Kids love trains. There are no trains on Mars, but kids there love them all the more for that: mysterious mechanical, sometimes friendly, monsters that only exist in stories. My protagonist sisters, Cas and Ori, are past this stage of childhood, but they remember. So does their dad.
Excerpt:
Next came a shuffle beat, brass and woodwinds playing a woo-woo sound, and a smooth voice singing a song about a train and a boogie. This one had been a favorite of Ori’s when she was little. The girls bounced in their seats to the walking bass line.
-- from Food: Generation Mars, Book Four
Choo, Choo, Ch’boogie, by Louis Jordan, was a favorite of one of my daughters when she was little. We put it on her child’s MP3 player, and she would play it over and over, bouncing and singing along.

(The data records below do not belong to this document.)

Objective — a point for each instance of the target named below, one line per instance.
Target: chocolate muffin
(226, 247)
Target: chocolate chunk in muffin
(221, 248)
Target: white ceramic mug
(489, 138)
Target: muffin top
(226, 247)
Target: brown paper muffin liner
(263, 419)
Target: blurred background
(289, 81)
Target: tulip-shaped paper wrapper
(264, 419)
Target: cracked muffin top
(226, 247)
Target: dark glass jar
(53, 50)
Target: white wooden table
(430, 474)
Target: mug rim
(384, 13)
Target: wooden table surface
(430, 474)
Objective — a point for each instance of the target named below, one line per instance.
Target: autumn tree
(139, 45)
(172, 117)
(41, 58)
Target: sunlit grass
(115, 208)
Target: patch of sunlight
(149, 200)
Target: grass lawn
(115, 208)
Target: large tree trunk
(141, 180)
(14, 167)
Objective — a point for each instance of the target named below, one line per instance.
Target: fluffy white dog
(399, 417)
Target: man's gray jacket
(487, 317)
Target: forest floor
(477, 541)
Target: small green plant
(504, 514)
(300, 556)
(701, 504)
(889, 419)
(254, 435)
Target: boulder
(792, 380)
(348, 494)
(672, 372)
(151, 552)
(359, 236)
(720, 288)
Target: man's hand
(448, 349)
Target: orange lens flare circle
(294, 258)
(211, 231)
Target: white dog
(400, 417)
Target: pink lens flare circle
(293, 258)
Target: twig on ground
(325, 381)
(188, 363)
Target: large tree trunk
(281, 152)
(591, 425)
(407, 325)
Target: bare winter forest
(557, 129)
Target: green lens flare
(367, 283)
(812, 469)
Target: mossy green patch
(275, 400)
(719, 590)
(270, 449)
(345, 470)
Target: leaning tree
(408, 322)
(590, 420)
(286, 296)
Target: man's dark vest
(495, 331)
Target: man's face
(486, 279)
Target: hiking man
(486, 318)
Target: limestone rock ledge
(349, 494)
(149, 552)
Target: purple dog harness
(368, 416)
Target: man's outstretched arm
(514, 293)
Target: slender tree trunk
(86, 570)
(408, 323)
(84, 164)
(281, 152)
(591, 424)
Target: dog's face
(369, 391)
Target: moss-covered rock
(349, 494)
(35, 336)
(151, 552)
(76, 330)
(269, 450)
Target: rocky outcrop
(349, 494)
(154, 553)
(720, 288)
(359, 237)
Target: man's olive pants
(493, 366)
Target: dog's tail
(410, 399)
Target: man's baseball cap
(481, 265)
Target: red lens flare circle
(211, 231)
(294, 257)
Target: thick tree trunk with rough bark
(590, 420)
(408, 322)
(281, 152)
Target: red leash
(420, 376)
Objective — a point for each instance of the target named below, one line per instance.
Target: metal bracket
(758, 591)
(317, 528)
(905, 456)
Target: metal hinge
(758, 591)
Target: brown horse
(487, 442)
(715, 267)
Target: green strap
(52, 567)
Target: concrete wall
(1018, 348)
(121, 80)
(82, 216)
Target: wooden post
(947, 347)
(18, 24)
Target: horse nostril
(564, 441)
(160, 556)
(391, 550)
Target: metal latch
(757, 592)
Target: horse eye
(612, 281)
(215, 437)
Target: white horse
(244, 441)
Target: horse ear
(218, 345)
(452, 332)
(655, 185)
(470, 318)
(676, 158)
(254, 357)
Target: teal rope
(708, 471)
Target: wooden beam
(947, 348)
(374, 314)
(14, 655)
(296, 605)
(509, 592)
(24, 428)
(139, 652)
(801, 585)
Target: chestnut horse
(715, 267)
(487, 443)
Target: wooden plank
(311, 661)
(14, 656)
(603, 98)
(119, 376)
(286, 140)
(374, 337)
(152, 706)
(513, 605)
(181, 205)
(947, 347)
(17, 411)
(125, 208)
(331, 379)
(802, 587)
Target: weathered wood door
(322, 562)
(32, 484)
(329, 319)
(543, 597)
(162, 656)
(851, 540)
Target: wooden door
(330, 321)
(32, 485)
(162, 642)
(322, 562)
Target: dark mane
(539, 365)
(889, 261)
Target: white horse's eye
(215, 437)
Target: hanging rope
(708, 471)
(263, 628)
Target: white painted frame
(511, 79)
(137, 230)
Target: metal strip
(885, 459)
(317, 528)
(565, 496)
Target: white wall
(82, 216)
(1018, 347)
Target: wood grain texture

Recorded in 1946, the song was written by three guys who, up until then, had only written country songs, one of whom would go on to produce “Rock Around the Clock” for Bill Haley and the Comets. I’m not sure what those three gentlemen had in mind, but Louis Jordan and his Tympany Five laid it over a shuffle boogie beat that gets under your skin and goes straight to your feet, placing it squarely in the category of jump blues.
I love this early jump blues sound, still hanging on to the four-on-the-floor kick drum from swing, overlaid with shuffling almost-triplet eighth notes on the snare and piano. That combination is magical. Jordan would rerecord this years later with a much more rock and roll emphasis on the 2nd and 4th beats, but that version doesn’t have the same mojo as this first. To me at least, and what am I doing right now? Is this a music blog?

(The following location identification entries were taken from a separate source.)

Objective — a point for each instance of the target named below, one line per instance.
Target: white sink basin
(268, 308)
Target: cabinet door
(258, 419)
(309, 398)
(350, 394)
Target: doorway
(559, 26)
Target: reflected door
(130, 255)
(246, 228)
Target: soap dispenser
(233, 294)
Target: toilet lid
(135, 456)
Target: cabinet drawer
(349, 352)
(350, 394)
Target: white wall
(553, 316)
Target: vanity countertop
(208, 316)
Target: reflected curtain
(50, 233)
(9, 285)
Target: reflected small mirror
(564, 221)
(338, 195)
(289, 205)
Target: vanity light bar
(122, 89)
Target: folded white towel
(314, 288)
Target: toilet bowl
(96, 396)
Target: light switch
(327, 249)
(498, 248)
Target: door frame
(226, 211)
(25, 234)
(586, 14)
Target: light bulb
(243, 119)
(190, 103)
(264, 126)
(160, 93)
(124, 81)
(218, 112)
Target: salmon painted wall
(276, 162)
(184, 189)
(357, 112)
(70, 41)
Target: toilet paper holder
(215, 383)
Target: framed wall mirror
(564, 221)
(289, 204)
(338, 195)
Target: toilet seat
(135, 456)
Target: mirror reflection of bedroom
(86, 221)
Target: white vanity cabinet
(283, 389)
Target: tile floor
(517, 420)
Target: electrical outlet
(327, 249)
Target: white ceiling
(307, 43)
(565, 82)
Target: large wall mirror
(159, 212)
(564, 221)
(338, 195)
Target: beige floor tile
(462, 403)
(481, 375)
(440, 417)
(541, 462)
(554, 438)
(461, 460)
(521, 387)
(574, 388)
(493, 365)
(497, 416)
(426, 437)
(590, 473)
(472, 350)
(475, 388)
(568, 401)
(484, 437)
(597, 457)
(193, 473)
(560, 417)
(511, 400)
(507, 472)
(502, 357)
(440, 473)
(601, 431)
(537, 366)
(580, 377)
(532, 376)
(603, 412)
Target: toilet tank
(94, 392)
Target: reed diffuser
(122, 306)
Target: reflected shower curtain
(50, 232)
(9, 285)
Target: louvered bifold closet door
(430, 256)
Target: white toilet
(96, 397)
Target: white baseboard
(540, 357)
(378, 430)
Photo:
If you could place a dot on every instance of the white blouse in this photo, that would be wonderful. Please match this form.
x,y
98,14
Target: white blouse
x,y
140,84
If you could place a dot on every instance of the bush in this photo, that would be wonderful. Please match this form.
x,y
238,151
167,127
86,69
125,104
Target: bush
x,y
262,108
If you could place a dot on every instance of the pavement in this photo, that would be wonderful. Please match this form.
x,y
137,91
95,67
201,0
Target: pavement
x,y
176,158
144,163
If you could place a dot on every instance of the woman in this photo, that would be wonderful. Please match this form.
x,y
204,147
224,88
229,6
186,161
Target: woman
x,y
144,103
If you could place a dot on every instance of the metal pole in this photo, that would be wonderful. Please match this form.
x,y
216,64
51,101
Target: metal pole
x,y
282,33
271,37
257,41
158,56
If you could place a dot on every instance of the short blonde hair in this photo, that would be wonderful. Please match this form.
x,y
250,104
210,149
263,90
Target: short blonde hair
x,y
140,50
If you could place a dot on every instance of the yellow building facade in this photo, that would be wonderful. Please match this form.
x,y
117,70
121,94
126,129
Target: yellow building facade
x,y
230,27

I’m stalling, avoiding what I set out to write about.
Look, a lot of my writing reflects my own wistfulness as my kids grow up. To be a parent is to live in the bittersweet. I love who my kids are becoming, but I also miss who they’ve been. And I miss who I’ve been with them. Am I as good of a dad to these new people as I was to their younger selves? Did I do all I could then to help them get to where they are? Am I doing enough now? Time is so short. Is there still enough to teach them how to change their own oil? To write a check? Are those skills even necessary to learn anymore? What skills are necessary? What effect will AI have on their future? What about the erosion of democracy? How do I advise them? How do I teach them how to build a happy life? I digress. All. The. Time.
Give me a sec…
Ok, I just like the idea of a dad remembering bouncing, singing toddlers as he puts together a playlist for his now older daughters to listen to as they embark on a great and dangerous adventure.
I also like the idea of sitting in a rocket waiting for launch, listening to an old-timey song about sitting in a station waiting for a train.